00:29:54.960 | the real world impact of reinforcement learning agents
00:29:57.680 | On the deep learning side
00:30:01.920 | Okay, these neural networks that form higher representation
00:30:04.400 | The fun part is the algorithms all the different architectures the different encoder decoder structures
00:30:10.020 | all the attention self-attention
00:30:13.140 | recurrence LSTMs GRUs all the fun architectures and the data and
00:30:19.680 | the ability to leverage different data sets in order to
00:30:25.180 | discriminate better than uh
00:30:27.180 | Perform discriminatory tasks better than you know
00:30:30.640 | MIT does better than Stanford that kind of thing.

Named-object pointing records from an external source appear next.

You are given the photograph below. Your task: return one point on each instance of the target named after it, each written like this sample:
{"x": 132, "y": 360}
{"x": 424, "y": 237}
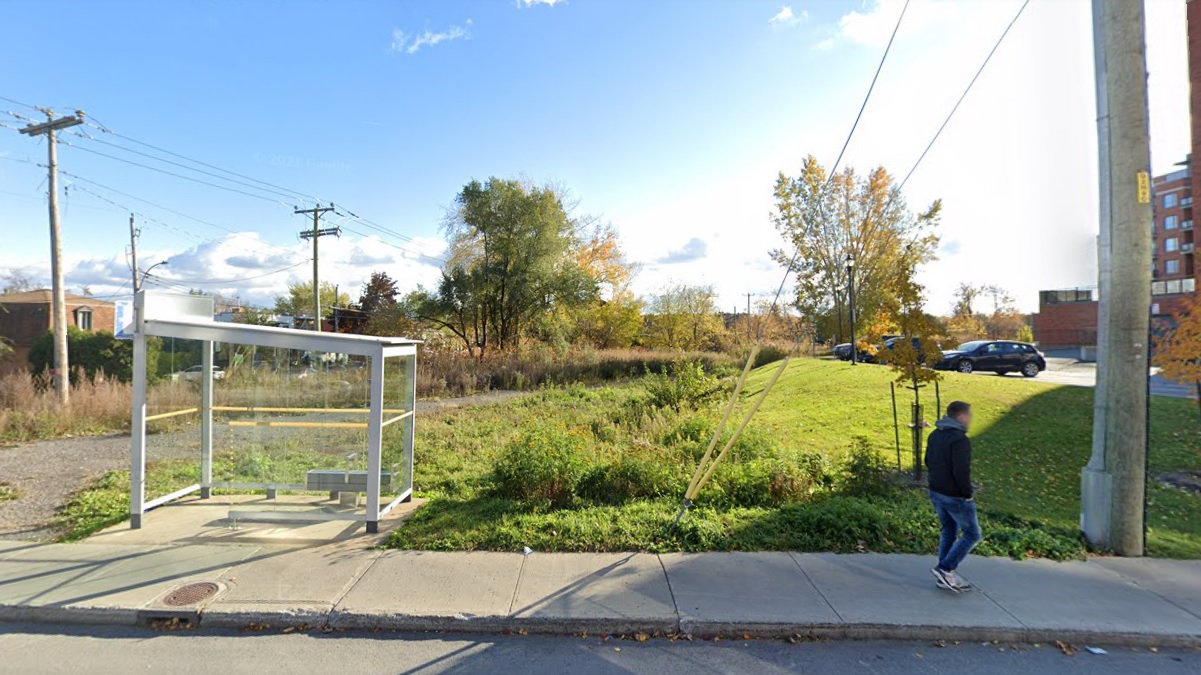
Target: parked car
{"x": 890, "y": 344}
{"x": 842, "y": 352}
{"x": 197, "y": 371}
{"x": 997, "y": 356}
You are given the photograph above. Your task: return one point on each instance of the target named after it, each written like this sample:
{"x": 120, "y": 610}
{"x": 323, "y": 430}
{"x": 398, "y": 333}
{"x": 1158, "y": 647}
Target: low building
{"x": 25, "y": 317}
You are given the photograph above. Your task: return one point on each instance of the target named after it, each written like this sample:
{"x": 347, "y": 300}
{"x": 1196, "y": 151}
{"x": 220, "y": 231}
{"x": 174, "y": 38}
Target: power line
{"x": 796, "y": 251}
{"x": 219, "y": 177}
{"x": 173, "y": 173}
{"x": 144, "y": 144}
{"x": 962, "y": 96}
{"x": 216, "y": 281}
{"x": 870, "y": 89}
{"x": 202, "y": 221}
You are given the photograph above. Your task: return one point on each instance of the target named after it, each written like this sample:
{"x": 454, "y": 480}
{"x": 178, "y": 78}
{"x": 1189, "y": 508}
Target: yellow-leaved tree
{"x": 1178, "y": 351}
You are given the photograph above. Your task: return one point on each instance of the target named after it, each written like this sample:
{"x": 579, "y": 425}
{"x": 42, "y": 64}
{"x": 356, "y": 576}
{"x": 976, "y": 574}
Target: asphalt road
{"x": 1070, "y": 371}
{"x": 47, "y": 649}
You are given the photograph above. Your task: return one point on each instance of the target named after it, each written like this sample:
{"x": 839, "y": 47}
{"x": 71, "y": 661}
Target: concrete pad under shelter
{"x": 607, "y": 587}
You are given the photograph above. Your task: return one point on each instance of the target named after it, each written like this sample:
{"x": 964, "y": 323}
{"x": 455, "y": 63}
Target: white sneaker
{"x": 956, "y": 581}
{"x": 940, "y": 579}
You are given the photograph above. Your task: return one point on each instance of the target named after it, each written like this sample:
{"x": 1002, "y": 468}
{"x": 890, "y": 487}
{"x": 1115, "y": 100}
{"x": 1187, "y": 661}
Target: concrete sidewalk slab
{"x": 83, "y": 580}
{"x": 1178, "y": 581}
{"x": 898, "y": 590}
{"x": 744, "y": 591}
{"x": 426, "y": 590}
{"x": 1045, "y": 595}
{"x": 316, "y": 575}
{"x": 615, "y": 592}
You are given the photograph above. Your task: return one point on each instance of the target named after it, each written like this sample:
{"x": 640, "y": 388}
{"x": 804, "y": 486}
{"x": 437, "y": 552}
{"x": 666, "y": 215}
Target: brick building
{"x": 25, "y": 317}
{"x": 1068, "y": 318}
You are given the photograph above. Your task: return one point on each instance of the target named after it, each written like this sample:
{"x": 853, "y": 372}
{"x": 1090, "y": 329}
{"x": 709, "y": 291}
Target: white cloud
{"x": 873, "y": 25}
{"x": 787, "y": 17}
{"x": 404, "y": 42}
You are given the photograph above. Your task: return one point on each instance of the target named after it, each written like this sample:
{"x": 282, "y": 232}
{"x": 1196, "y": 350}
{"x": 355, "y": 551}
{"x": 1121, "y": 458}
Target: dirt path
{"x": 46, "y": 473}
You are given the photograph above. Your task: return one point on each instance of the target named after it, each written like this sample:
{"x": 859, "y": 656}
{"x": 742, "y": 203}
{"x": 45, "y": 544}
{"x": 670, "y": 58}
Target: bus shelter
{"x": 284, "y": 424}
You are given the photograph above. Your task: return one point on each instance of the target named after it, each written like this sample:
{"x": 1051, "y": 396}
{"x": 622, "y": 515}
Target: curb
{"x": 275, "y": 619}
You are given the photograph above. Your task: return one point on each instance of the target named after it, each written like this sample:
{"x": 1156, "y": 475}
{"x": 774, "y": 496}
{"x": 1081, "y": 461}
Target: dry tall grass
{"x": 29, "y": 411}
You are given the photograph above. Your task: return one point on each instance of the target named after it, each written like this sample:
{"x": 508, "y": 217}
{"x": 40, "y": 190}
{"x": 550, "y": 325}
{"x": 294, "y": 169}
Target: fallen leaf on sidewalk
{"x": 1068, "y": 650}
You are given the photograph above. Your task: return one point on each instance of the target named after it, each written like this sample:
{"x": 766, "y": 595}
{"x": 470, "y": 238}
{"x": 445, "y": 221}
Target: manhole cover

That's the fun part
00:30:34.800 | The hard part is asking good questions and collecting huge amounts of data that's representative of the task
00:30:41.920 | That's for real world impact not CVPR publication real world impact
00:30:46.320 | A huge amount of data on the deeper enforcement learning side the key challenge
00:30:53.040 | The fun part again is the algorithms. How do we learn from data some of the stuff i'll talk about today?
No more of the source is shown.